Integration Architecture

Articles by Mike Gough.

Published on 27 Jan 2020.🕑 3 minutes read.

Containerising a Vapor application

Learn how to generate and containerise a server-side API using Swift and Vapor inside of a Docker container.

Prerequisites

To keep things simple, we will assume you have already installed the following: Docker Swift * Brew

My setup instructions are based macOS, but you can follow along on Linux as well.

What is Vapor?

Vapor logo

Vapor is an open source web framework written in Swift. It can be used to create RESTful APIs, web apps and real-time applications using WebSockets. It is particularly geared towards projects that utilise the Model View Controller (MVC) style design pattern.
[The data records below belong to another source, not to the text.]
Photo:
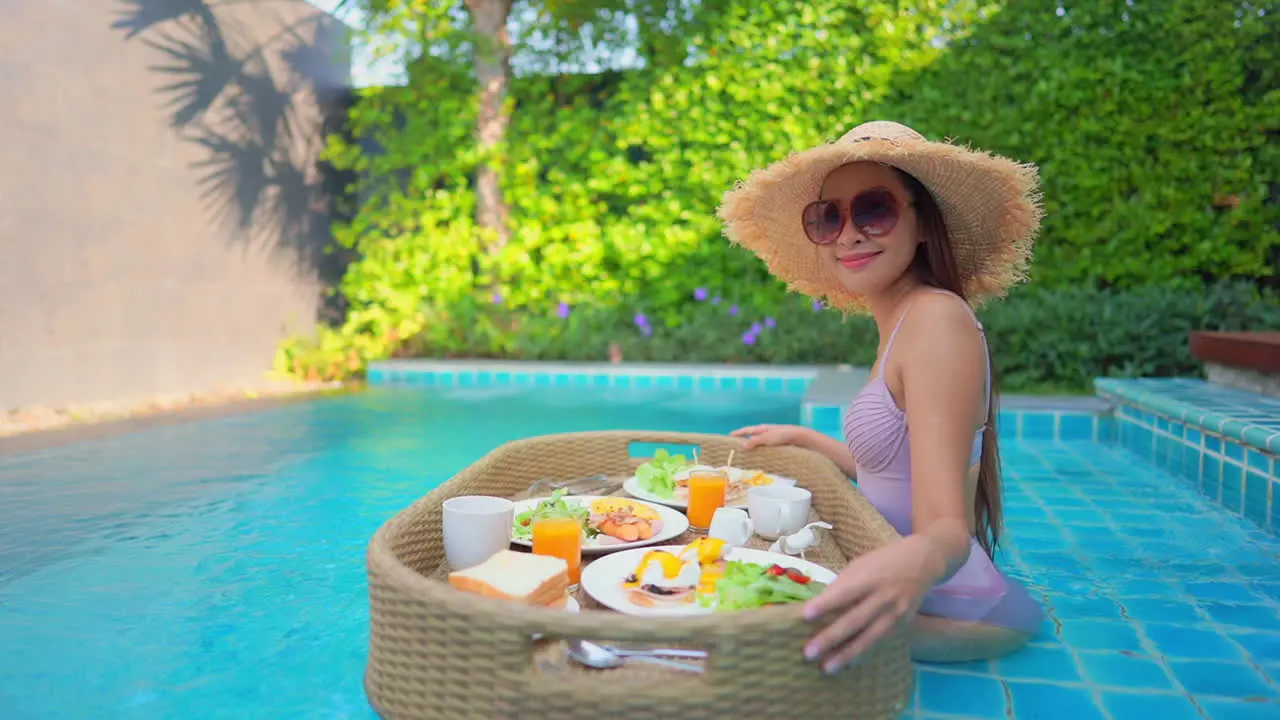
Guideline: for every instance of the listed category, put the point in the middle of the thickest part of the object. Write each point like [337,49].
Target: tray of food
[609,523]
[664,479]
[467,621]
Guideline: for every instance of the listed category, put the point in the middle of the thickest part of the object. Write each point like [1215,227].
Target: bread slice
[522,577]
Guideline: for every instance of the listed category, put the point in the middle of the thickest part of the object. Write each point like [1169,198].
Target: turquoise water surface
[215,569]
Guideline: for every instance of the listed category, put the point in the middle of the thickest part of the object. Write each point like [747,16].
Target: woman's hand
[873,596]
[769,436]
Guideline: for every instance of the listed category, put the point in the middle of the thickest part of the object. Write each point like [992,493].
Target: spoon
[602,657]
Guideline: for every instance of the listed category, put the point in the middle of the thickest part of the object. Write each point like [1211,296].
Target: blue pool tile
[1233,487]
[1156,610]
[1257,497]
[1221,592]
[1072,427]
[1275,505]
[1054,702]
[970,696]
[1253,616]
[1037,425]
[1192,643]
[1101,634]
[1211,478]
[1237,710]
[1257,461]
[1088,607]
[1267,589]
[1132,706]
[824,415]
[1115,669]
[1264,647]
[1052,664]
[1226,679]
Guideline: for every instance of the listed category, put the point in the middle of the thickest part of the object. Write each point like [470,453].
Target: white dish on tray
[603,578]
[681,500]
[673,524]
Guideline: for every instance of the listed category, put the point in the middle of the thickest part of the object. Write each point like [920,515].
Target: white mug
[778,510]
[475,528]
[731,525]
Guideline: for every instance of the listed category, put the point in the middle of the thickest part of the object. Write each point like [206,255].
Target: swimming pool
[215,569]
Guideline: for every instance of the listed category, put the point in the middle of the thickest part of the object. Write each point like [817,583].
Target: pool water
[215,569]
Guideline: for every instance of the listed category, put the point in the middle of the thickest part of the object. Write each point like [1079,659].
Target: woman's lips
[855,260]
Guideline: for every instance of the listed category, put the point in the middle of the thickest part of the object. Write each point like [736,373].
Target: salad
[702,573]
[551,506]
[746,584]
[658,475]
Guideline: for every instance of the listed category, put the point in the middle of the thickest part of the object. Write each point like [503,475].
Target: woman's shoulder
[938,309]
[941,327]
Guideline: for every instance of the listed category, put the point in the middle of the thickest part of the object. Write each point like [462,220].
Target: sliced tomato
[798,577]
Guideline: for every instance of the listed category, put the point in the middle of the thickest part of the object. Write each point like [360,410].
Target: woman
[913,232]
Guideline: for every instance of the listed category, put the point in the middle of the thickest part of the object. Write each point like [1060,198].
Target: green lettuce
[746,584]
[658,475]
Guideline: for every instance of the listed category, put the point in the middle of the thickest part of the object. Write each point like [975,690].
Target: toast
[521,577]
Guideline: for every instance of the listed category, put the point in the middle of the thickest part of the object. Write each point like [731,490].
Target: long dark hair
[936,265]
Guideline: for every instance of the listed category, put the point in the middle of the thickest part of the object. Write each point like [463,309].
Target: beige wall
[161,213]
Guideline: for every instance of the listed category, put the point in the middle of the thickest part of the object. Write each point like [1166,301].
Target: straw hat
[991,206]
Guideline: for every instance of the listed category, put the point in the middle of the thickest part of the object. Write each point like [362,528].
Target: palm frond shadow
[257,105]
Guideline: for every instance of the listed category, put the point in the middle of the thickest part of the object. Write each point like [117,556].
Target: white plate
[673,523]
[603,578]
[632,487]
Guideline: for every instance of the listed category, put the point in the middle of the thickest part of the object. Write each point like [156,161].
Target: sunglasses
[873,213]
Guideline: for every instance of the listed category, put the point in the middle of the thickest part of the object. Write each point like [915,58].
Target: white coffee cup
[731,525]
[778,510]
[475,528]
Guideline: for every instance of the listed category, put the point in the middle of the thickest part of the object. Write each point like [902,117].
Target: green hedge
[1041,340]
[1153,127]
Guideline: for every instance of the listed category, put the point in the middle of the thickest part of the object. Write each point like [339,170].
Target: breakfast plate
[609,523]
[645,484]
[700,578]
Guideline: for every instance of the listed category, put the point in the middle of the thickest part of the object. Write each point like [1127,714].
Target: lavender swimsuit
[877,434]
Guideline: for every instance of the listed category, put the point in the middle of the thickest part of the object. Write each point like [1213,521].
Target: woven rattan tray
[437,652]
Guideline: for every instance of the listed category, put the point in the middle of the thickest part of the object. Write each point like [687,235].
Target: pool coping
[1123,392]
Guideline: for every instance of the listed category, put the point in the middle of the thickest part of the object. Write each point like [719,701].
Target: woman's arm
[942,368]
[830,447]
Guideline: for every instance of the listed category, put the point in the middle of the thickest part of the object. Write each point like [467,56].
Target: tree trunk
[493,76]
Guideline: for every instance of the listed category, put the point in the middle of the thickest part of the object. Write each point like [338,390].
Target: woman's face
[867,260]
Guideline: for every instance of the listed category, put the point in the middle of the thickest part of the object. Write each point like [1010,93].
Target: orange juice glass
[705,496]
[561,537]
To learn more about Vapor, visit vapor.codes

Installing Vapor

Installing Vapor is a relativly straightforward, it can be done by running the following commands in your preferred Command Line Interface (CLI):

brew tap vapor/tap
brew install vapor/tap/vapor

Once complete, you can verify that Vapor was installed correctly by running:

vapor --help

This should print a list of command options to the screen.

Creating a Vapor project

Vapor is easy to get started with, for this post we will make use of the built in code generator to create a simple Hello World application. Use the vapor executable we installed to create a new project by running the following command:

vapor new hello-world

Once the project files have been generated, navigate into the directory by running:

cd hello-world

Creating a Docker Image

To create a Docker image containing the Vapor project, we can use the web.Dockerfile file that was generated by running the following command:

docker build --build-arg env=docker -t vapor-image -f web.Dockerfile

This command may take some time to finish, but when complete we will have made a Docker image containing our compiled Vapor project. To run the Docker container and our project we can use the following command:

docker run --name vapor-server -p 8080:80 vapor-image

Docker will run the container and bind port 80 inside of the container to port 8080 on your local machine. If you go to your browser and enter http://localhost:8080/hello, you'll see that Vapor is running inside your container... Hello, World!

Summary

Thats It! In this post we have demonstrated how easy it is to get started with Vapor by generating a server-side Swift project. When then illustrated how that project can be compiled and hosted inside of a Docker container. In future posts we will look at how we can expand on this example to develop Swift mircroservices.